Трудно поставить под сомнение и реальность событий, разворачивающихся в легенде о Пелагии (за изъятием чудес и знамений, которые, впрочем, не играют роли в ходе действия), поскольку происходящее вполне представимо в хронологических рамках жития V в., когда церковь пополнялась массами новых прозелитов и идея монашеского подвига увлекала к самым экстравагантным проявлениям благочестия. В том, что Пелагия под влиянием услышанной проповеди принимает христианство и много лет ведет строгую подвижническую жизнь, выдавая себя за евнуха Пелагия, нет ничего невозможного. Но перед нами все же не зарисовка с натуры, а преображенный в христианском духе рассказ о языческой богине Афродите. Ее эпитеты pelagia, т. е. морская, и margarito, т. е. украшенная жемчугами, становятся именем нового, выросшего на основе языческих представлений образа христианской святой Пелагии — Маргарито (как звали увешанную [13] драгоценностями блудницу в ее родном городе) — Пелагия. Атрибут Афродиты голубь переходит и к ее двойнику Пелагии вместе с присущими семитскому варианту этой богини чертами распутства и девственности, а также двуполостью, выраженной в легенде мотивом переодевания в мужское платье.
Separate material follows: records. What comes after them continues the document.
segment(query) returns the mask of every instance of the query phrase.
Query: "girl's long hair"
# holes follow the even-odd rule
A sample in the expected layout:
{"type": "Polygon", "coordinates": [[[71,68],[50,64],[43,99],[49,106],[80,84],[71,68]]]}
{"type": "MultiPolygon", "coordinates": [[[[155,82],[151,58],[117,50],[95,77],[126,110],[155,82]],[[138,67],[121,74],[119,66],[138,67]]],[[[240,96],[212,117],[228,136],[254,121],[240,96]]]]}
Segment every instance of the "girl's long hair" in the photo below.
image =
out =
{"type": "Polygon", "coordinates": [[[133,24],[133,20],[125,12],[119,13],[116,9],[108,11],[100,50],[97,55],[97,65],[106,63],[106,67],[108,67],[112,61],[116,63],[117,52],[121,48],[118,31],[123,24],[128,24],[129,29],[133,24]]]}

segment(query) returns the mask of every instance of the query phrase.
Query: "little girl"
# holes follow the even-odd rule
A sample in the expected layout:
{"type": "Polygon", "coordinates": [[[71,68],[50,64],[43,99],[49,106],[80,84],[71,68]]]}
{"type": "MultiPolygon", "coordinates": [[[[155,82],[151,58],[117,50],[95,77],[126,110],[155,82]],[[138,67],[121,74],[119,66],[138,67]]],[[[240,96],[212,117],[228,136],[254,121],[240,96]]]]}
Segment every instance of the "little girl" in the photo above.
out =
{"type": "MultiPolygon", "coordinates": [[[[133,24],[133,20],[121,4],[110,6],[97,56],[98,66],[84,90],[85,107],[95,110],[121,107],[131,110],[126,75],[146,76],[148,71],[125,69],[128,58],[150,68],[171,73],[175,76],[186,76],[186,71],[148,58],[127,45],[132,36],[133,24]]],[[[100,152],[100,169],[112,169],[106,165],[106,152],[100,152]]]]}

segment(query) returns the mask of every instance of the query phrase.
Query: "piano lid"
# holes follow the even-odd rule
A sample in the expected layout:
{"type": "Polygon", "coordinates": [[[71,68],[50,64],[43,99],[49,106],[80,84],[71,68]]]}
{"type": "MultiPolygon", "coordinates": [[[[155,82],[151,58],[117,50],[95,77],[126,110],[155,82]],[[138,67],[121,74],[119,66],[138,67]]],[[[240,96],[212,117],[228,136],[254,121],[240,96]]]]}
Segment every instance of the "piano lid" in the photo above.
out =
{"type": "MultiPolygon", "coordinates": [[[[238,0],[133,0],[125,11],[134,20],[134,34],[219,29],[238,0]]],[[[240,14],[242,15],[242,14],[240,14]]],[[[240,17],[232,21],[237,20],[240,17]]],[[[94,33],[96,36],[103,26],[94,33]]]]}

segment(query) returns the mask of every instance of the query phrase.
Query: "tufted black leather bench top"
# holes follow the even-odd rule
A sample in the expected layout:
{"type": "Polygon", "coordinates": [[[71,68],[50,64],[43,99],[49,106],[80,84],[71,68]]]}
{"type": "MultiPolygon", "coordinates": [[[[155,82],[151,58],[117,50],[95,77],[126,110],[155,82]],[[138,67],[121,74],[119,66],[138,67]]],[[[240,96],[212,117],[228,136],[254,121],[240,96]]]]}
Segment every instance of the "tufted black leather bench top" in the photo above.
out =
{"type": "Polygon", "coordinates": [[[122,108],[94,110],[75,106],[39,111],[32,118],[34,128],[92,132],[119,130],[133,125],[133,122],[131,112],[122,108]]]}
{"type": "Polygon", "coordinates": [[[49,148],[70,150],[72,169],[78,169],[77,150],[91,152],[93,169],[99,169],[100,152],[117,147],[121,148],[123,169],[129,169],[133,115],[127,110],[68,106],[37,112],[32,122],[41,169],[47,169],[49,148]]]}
Даже мартирии, основанные будто бы на протоколах допросов, — а что может поспорить с правдивостью такого рода документов? — в большинстве случаев тоже имеют дело не с реально существовавшими святыми и не с действительными фактами. Личность мученика обычно вымышлена, действие происходит в легендарной обстановке, об императорах-гонителях сообщаются фантастические сведения, а преследования окрашиваются в гиперболически сказочные тона, противоречащие показаниям исторических источников; шаблонами для обрисовки враждебных христианству императоров Диоклетиана, Деция, Валериана или представителей римской администрации служат образы библейских царей-нечестивцев, а материал для изображения мучении и пыток нередко заимствуется из греческой трагедии или романа.

Повторяемость одних и тех же сюжетов и мотивов подтверждает, что за их спиной не стояло действительное событие, так как для оправдания многократного “переиздания” им недостает характерности. Если, как мы уже это видели на примере жития Пелагии, можно было думать, что рассказ о женщине, под видом евнуха ведущей жизнь анахорета или подвизающейся в мужском монастыре, отражает причудливый характер свойственного времени благочестия и вполне вероподобен в своей единичности, то массовость этой ситуации в житиях (достаточно назвать жития Анастасии Патрикии, Ефросинии Александрийской, Феодоры Александрийской, Евгении, Марии — Марина, Афанасии и Андроника, Аполлинарии — Дорофея, Матроны Пергской, Сусанны, Евфросинии Новой) должна была бы поколебать веру в житейское происхождение ситуации, не будь даже Узенером раскрыта мифологическая природа мотива женско-мужской травестии. [14]

Псевдореалистичны также многие другие жития.

Область с нашей точки зрения фантастических легенд (византийцы, впрочем, не делали разницы между реальным и сказочным, считая то и другое в одинаковой мере достоверным) тоже обнаруживает свою зависимость от фольклорных или языческих источников.

Черты древнегреческого фольклора вырисовываются в легендах о святых, которые исцелили льва и за это обрели в нем верного помощника. Вместо язычника Андрокла, спасенного от смерти благодарным львом, это святые Герасим, Савва Освященный, Анин и многие другие герои житий, которым служит благодарный лев.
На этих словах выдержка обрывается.